Kuany's friends remembered him as a quiet, somewhat old-fashioned man who was always eager to help — whether that meant lending a kettle or watching a neighbor's child for a couple of hours.

News of his death in South Sudan only further fueled the anger of those who have been protesting.

"That they are dead makes this only more important, what we are doing now," said Nabil, Kuany's co-worker and friend. "Israel tells us that we must either leave here or go to prison, what kind of country asks a person to choose between prison and death?" said Nabil, who on Tuesday brought her two young children to a protest in Tel Aviv. "I thought of taking the voluntary deportation and leaving Israel like others did, but now I am happy I didn't.

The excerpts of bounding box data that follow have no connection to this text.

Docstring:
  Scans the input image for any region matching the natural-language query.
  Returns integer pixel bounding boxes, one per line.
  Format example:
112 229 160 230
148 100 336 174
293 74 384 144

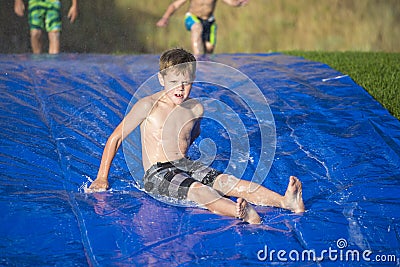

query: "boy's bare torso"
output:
189 0 217 20
140 92 203 170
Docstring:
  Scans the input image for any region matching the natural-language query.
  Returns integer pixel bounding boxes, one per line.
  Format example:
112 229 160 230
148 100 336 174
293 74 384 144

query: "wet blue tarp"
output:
0 54 400 266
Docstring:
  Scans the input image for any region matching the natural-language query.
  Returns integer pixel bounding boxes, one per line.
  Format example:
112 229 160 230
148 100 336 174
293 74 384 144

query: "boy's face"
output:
159 71 194 105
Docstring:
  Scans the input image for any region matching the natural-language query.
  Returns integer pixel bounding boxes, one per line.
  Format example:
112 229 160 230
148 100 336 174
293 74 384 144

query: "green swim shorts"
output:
28 0 61 32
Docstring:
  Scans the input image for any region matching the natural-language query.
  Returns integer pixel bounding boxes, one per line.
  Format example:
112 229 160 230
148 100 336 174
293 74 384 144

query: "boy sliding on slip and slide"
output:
86 48 304 224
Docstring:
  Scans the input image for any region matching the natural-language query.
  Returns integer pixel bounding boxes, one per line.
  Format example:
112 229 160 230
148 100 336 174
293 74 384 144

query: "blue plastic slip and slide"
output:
0 54 400 266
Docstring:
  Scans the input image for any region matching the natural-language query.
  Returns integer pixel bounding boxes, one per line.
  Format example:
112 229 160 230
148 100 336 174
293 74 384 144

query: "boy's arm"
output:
223 0 250 6
14 0 25 17
86 100 151 193
68 0 78 23
156 0 187 27
190 103 204 144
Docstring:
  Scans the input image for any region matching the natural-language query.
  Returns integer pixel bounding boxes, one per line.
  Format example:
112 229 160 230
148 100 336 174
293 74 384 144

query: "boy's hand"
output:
85 178 109 193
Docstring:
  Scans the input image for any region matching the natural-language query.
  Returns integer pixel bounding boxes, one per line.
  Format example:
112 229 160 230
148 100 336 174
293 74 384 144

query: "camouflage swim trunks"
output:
28 0 61 32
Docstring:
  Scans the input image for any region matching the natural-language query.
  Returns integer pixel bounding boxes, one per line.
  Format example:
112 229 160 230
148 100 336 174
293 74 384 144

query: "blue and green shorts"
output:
28 0 61 32
185 12 217 45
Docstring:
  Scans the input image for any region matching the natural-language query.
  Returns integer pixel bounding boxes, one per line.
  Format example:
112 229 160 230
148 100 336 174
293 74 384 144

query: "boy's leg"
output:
49 31 60 54
213 174 304 213
187 182 261 224
31 29 42 54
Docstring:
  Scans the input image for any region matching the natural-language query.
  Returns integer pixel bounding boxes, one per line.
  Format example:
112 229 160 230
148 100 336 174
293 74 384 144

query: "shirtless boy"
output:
88 48 304 224
157 0 249 56
14 0 78 54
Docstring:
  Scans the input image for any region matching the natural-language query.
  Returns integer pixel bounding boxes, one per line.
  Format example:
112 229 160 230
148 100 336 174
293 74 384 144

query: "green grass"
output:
284 51 400 119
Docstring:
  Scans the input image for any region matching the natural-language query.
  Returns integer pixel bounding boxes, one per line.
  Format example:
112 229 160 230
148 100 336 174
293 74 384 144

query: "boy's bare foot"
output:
236 198 261 224
283 176 304 213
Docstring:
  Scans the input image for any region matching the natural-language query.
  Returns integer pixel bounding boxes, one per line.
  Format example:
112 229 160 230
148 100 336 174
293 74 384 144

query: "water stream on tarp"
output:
0 54 400 266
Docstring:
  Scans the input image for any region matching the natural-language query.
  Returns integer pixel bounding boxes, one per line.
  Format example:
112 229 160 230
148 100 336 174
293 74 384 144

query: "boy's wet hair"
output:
160 48 196 75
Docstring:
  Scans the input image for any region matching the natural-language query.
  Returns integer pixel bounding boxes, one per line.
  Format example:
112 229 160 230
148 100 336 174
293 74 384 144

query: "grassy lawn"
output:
283 51 400 119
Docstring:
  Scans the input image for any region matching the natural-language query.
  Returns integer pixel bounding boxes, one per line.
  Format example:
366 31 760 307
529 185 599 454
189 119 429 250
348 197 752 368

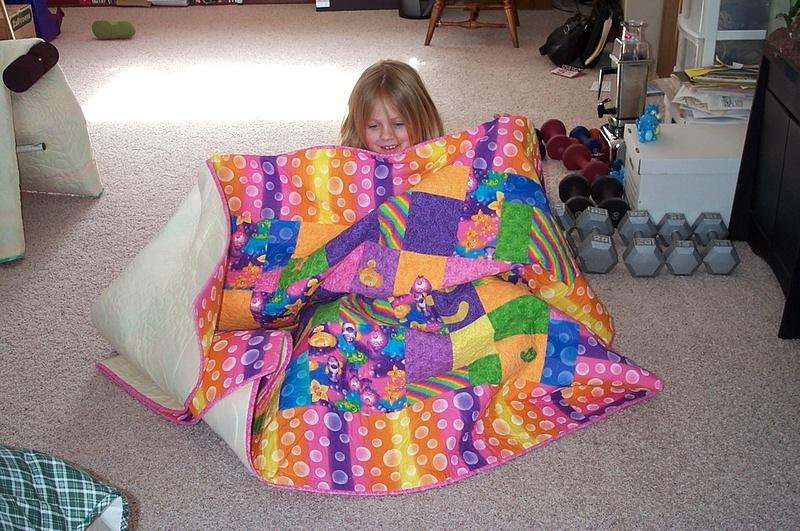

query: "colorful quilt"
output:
93 115 662 494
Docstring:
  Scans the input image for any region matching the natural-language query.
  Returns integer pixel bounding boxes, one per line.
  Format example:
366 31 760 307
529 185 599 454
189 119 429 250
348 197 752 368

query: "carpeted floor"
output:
0 4 800 530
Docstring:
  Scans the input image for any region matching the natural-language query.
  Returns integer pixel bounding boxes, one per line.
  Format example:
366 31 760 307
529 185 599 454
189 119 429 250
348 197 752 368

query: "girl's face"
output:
364 98 411 154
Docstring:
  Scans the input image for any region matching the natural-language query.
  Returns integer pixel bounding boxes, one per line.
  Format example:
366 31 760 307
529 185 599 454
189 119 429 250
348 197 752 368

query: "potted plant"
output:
775 0 800 40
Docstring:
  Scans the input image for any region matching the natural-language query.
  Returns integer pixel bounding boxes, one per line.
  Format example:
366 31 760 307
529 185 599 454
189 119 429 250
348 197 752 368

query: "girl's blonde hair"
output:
339 59 444 148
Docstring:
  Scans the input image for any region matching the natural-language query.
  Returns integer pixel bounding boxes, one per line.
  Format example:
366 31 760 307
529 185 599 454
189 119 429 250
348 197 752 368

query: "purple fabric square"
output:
350 242 400 299
403 192 462 256
432 284 485 332
406 328 453 382
325 210 380 265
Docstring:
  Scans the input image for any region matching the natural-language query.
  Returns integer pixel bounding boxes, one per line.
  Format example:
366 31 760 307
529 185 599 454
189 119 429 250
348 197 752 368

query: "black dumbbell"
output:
558 173 630 227
658 212 702 275
617 210 665 277
692 212 739 275
591 175 631 228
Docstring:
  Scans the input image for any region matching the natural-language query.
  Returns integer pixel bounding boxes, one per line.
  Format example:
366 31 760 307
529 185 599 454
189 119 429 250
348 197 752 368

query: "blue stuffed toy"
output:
636 103 661 142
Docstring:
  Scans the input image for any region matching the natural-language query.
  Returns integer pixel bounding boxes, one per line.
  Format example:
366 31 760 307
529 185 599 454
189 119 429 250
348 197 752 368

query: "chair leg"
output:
503 0 519 48
425 0 444 46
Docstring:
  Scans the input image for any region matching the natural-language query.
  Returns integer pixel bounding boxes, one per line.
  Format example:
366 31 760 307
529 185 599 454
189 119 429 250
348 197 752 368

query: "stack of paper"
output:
672 83 753 120
672 64 758 122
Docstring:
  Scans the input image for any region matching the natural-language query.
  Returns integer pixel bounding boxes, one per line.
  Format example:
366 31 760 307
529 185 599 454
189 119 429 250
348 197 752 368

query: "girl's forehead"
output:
370 96 401 116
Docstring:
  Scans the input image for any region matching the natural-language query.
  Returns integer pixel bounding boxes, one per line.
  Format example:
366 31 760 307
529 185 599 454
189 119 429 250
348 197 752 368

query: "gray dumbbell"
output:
617 210 665 277
658 212 703 275
692 212 739 275
550 203 575 232
567 207 619 273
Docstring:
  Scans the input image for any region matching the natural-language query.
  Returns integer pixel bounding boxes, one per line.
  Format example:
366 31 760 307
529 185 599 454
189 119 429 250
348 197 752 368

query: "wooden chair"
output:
425 0 519 48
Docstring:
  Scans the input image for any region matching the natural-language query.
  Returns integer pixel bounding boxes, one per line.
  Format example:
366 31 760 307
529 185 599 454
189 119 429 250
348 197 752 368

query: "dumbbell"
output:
541 119 578 160
569 125 600 155
562 144 611 181
3 42 58 93
550 203 575 232
692 212 739 275
658 212 703 275
562 206 619 273
534 129 547 159
591 175 631 228
617 210 665 277
558 173 630 227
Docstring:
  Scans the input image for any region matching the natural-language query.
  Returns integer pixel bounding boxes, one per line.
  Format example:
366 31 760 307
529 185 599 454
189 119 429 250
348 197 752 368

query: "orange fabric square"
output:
393 251 447 295
412 166 469 201
475 277 530 313
217 289 261 331
292 222 347 257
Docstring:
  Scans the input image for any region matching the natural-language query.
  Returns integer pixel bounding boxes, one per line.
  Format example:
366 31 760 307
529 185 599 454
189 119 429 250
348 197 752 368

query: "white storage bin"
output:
625 124 747 224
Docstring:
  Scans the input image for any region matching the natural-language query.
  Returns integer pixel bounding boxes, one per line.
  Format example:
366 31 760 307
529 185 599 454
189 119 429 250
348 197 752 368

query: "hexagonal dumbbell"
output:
617 210 665 277
550 203 575 232
568 207 619 273
692 212 739 275
658 212 703 275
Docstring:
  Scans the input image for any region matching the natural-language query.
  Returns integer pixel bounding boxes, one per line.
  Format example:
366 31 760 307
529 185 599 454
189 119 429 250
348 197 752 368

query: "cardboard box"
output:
625 123 747 225
0 4 36 39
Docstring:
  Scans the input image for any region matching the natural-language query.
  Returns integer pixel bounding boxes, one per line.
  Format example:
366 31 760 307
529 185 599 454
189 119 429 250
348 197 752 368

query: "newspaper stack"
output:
672 64 758 122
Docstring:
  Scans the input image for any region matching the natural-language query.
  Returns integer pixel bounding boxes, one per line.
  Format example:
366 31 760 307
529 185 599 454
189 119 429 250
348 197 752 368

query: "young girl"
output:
339 60 443 154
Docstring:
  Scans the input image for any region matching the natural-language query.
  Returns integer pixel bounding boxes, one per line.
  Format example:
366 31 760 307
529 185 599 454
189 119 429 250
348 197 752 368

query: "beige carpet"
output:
0 4 800 530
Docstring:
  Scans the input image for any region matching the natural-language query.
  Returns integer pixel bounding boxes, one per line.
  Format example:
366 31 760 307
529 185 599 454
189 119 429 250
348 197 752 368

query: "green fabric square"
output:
495 203 533 264
486 295 550 341
467 354 503 385
278 247 328 289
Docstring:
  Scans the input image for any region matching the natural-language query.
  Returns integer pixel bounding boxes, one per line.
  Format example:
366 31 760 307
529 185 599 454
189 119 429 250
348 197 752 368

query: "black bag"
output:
539 13 589 66
539 0 619 68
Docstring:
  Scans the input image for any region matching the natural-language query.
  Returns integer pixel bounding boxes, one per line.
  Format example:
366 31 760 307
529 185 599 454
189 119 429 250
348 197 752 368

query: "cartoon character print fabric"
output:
194 115 661 494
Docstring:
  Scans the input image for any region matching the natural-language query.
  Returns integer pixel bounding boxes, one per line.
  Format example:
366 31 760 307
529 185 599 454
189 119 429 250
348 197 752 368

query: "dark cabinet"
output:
730 31 800 339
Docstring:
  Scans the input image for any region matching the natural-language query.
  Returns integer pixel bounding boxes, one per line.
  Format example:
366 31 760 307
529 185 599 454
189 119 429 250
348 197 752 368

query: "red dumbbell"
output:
541 119 578 160
564 144 611 182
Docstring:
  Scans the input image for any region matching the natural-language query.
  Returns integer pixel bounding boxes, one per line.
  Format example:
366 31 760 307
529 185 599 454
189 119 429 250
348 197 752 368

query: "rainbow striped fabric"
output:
192 115 661 494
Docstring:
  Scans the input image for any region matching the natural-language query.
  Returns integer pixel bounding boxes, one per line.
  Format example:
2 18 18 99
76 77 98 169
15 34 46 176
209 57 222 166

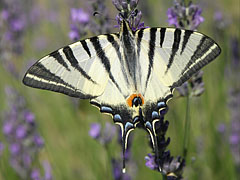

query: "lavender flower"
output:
69 8 89 40
89 123 101 139
145 106 185 179
0 141 4 157
112 0 146 31
0 0 27 54
145 153 158 170
3 87 51 180
69 0 110 41
167 0 205 96
89 122 116 145
167 0 204 30
112 159 131 180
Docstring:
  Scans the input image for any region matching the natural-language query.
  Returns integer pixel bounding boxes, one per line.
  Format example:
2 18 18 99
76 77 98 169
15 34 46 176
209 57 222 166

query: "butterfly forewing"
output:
136 28 221 100
23 34 122 98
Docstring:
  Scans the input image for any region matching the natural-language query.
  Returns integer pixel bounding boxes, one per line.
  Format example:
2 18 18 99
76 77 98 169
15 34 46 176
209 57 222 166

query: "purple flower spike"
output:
16 125 26 139
24 111 35 124
229 133 240 145
3 87 51 180
89 123 101 139
34 134 44 147
3 121 13 135
31 169 40 180
167 8 178 27
0 141 4 156
71 8 89 24
192 7 204 29
145 154 158 170
43 161 53 180
217 123 226 133
10 143 20 155
167 0 204 30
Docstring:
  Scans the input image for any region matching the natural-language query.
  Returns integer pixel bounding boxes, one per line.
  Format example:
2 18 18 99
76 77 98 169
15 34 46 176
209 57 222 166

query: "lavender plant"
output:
69 0 111 41
89 123 135 180
84 0 185 179
145 107 185 179
167 0 204 96
227 38 240 172
2 87 52 180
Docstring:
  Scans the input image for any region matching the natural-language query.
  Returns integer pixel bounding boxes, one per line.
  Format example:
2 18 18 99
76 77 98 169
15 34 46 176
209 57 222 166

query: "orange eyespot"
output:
127 93 144 107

I think this country needs to realize we are refugees and we need help, not hate."

Through Skype chats and Facebook groups, those who remained in Israel heard of Kuany's death – as well as five others who have been reportedly killed in the last month after being repatriated by Israel. Those include James Gatdor Jakoak, whose wife and children still live in Israel and Chang Kuoth Gatjiek, a 19-year-old who had travelled to Israel on his own as a teenager. Jakoak's wife could not be reached for comment, but neighbors told BuzzFeed she was "in shock" over the death of her husband.

An aid worker who asked to remain anonymous and Mollie Gerver, a PhD student from London who is currently in South Sudan conducting research into the lives of those who returned from Israel, confirmed the reports.

"It was shocking, then heartbreaking, when we confirmed they had been killed," the aid worker said.

Gerver said that among the others killed were also two children who had been born in Israel and then deported to South Sudan along with their families. Their names could not be released as their families had not yet been found.

The United Nation's refugee agency has criticized Israel for its handling of the issue, saying Israel's "current policy and practices create fear and chaos amongst asylum-seekers." These practices, the agency added, are "not in line" with the U.N.'s 1951 Refugee Convention, of which Israel is a co-signer. The convention demands that countries not impose penalties or restrict the movement of refugees, nor put them in harm's way.

"Of course, many people ask how Israel, a Jewish state founded after the Holocaust could treat other refugees in this way. Israel's signed the UN convention at a time when it condemned the rest of the world for its treatment of Jewish refugees during the Holocaust," said Sigal Rozen, Director of the Israeli group, the Hotline for Migrant Workers. "These are sensitive issues, but many people see the irony."